Chapter 12. Processing XML
Introduction
Credit: Paul Prescod, co-author of XML Handbook (Prentice Hall)
XML has become a central technology for all kinds of information exchange. Today, most new file formats that are invented are based on XML. Most new protocols are based upon XML. It simply isn’t possible to work with the emerging Internet infrastructure without supporting XML. Luckily, Python has had XML support since Version 2.0.
Python and XML are perfect complements for each other. XML is an open-standards way of exchanging information. Python is an open source language that processes the information. Python is strong at text processing and at handling complicated data structures. XML is text-based and is a way of exchanging complicated data structures.

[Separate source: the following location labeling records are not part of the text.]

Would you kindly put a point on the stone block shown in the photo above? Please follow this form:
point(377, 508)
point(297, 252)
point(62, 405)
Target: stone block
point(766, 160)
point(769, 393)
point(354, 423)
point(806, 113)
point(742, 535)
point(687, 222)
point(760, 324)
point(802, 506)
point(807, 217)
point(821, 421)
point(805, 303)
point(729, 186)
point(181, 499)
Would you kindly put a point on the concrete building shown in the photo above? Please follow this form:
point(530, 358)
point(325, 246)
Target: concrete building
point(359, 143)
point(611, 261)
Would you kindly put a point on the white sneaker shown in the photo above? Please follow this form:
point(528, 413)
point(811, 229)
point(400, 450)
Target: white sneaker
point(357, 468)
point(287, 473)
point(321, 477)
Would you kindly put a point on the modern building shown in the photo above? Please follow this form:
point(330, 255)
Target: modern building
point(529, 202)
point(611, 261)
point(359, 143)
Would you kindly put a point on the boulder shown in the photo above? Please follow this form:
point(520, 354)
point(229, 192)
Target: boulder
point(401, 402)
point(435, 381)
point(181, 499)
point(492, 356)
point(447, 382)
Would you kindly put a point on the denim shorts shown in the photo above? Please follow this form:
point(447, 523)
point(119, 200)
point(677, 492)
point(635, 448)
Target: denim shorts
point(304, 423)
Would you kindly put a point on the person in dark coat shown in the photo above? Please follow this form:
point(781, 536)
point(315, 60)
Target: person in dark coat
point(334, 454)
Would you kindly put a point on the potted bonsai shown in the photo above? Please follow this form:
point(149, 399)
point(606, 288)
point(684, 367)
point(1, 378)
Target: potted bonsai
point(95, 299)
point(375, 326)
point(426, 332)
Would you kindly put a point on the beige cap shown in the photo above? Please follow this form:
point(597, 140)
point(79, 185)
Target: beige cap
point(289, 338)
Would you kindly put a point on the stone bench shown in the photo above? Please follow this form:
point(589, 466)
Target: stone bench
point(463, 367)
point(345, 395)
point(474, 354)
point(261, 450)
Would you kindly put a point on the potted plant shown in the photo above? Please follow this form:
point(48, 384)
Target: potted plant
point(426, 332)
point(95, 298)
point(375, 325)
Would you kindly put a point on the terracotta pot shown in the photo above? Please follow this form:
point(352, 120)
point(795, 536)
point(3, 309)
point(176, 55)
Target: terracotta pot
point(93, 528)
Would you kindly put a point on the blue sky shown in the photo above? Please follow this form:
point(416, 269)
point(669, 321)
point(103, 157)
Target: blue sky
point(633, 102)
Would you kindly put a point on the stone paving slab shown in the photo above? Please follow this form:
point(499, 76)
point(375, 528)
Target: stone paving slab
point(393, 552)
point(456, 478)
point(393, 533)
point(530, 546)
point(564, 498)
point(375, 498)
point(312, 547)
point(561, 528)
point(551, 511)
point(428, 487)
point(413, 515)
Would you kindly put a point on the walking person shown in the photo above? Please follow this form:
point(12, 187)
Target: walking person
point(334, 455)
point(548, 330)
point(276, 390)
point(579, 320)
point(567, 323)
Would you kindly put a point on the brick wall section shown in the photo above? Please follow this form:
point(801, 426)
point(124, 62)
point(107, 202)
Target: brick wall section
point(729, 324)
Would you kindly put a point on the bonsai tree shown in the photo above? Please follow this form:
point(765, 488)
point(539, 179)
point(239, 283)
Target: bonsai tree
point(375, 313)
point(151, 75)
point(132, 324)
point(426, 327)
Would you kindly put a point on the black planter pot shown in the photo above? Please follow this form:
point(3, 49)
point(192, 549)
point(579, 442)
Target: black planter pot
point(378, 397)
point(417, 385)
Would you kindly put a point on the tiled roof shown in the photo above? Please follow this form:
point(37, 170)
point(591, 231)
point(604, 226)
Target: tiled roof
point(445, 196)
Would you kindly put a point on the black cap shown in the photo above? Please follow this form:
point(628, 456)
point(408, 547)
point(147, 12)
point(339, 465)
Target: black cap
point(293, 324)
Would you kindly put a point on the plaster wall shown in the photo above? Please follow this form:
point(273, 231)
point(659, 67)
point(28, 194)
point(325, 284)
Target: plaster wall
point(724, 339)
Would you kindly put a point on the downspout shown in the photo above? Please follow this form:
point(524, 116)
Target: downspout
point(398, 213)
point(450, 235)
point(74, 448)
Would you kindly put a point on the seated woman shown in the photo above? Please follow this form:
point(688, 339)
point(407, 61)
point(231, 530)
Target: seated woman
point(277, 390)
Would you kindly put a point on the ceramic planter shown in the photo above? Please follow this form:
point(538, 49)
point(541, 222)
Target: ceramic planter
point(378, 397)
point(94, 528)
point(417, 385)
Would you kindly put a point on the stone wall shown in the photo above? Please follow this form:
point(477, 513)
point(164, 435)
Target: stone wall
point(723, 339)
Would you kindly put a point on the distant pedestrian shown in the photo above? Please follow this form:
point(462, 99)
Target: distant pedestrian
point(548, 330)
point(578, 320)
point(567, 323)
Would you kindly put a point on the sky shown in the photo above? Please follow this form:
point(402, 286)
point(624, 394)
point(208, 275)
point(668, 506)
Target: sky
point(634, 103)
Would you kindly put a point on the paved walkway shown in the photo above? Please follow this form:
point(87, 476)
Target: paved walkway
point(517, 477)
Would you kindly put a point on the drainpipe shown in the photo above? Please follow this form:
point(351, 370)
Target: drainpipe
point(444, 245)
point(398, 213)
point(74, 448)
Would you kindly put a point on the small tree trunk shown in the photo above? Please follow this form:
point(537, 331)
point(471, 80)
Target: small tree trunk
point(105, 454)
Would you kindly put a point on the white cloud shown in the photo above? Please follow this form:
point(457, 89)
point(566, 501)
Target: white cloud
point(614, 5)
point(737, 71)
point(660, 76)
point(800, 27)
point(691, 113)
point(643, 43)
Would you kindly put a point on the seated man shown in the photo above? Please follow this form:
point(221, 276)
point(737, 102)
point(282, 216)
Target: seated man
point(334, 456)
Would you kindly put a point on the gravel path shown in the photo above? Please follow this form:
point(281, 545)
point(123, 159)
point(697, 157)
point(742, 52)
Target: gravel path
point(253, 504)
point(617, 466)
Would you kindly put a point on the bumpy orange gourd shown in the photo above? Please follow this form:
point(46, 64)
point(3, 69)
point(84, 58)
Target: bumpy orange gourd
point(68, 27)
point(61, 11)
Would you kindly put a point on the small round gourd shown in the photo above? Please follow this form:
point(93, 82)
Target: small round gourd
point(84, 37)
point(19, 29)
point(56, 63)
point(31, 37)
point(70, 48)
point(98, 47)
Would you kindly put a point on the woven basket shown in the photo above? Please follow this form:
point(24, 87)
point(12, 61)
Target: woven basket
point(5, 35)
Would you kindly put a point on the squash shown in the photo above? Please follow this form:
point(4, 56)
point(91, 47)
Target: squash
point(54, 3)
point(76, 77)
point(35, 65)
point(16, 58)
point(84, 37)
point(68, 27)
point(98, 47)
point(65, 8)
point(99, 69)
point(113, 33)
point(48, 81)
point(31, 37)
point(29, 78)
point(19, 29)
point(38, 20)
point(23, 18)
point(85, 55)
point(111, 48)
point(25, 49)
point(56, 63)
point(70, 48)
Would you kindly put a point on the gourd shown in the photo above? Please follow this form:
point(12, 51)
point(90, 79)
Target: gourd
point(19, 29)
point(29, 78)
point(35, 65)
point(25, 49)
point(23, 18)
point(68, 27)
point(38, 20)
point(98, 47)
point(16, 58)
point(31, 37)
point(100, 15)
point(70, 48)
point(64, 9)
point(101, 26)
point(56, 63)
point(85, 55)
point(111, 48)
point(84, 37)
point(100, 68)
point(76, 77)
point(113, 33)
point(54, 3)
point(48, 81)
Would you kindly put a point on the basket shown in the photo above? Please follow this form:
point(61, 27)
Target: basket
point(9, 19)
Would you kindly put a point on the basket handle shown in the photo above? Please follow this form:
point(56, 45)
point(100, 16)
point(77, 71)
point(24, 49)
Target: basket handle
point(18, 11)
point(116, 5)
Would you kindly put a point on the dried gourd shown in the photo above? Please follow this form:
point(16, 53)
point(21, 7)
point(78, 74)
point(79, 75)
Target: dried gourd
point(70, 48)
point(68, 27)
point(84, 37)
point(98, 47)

That said, working with XML is not so seamless that it takes no effort. There is always somewhat of a mismatch between the needs of a particular programming language and a language-independent information representation. So there is often a requirement to write code that reads (deserializes or parses) and writes (serializes) XML.
Parsing XML can be done with code written purely in Python or with a module that is a C/Python mix. Python comes with the fast Expat parser written in C. This is what most XML applications use. Recipe 12.7 shows how to use Expat directly with its native API.
Although Expat is ubiquitous in the XML world, it is not the only parser available. There is an API called SAX that allows any XML parser to be plugged ...